Pierre Xavier Emmanuel Ruffey (19 March 1851 – 14 December 1928) was a French Army general who commanded the Third Army during the opening of World War I.

==Biography==
He was educated at Saint-Cyr, from which he graduated in 1873. Upon graduation, he was posted to Madagascar. Following that he was a professor at the Ecole de Guerre. He was promoted to colonel in 1901, rising to divisional commander four years later and appointed to the French Supreme War Council in 1913.

Ruffey was an apostle of aircraft and heavy artillery. Ruffey, like Lanrezac (and Gallieni before World War I) warned of the danger of a German thrust westward through Belgium. French Commander-in-Chief Joseph Joffre, who planned to attack into the Ardennes, bluntly told him “you are wrong”.

Ruffey was given command of the Third Army at the outbreak of war and charged with attacking along the line from Montmedy to Rocroi. Third Army consisted of IV, V and VI Corps, the 7th Cavalry Division and a group of three reserve divisions. His army came under heavy German pressure from mid-August, suffering a defeat at the Battle of the Ardennes, a part of the Battle of the Frontiers. On 23 August Ruffey warned his corps commanders not again to send infantry on bayonet charges without fire support from artillery or even small arms.

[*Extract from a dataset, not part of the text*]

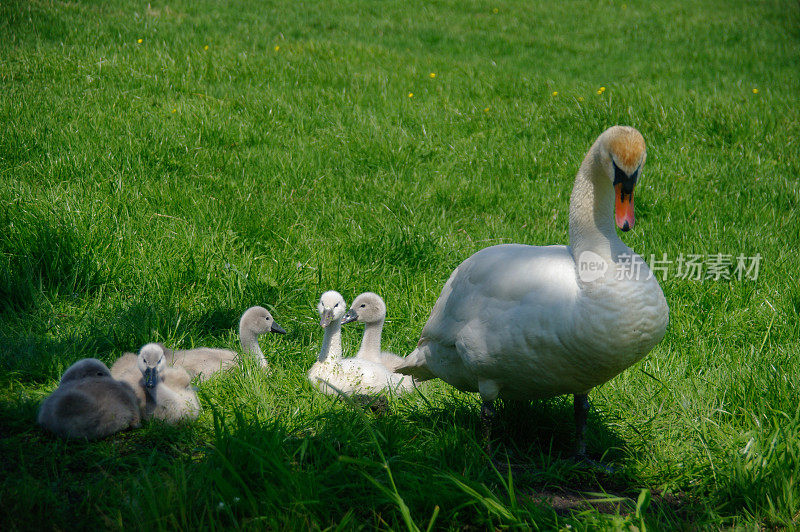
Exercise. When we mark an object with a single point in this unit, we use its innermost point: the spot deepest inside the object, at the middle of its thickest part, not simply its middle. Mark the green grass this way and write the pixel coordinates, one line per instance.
(153, 191)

Ruffey’s chief of operations, Colonel Tanant, said he was clever and full of a thousand ideas, one of which was magnificent, but the question was which one. His army was forced to retreat to Verdun after heavy fighting; Joffre found Ruffey “very nervous” and “bitter” about the performance of his subordinates, and so dismissed him from command and replaced him by Maurice Sarrail. Ruffey blamed his defeat on the holding back of two reserve divisions to the Army of Lorraine (40,000 men). He later told Joffre that if he had these two divisions and the 7th Cavalry Division, he could have rolled up the enemy’s left – Joffre replied “chut, il ne faut pas le dire” ("one musn't say that") – it is unclear whether or not Joffre agreed with Ruffey.

Ruffey held no other active commands during the war; he died in 1928.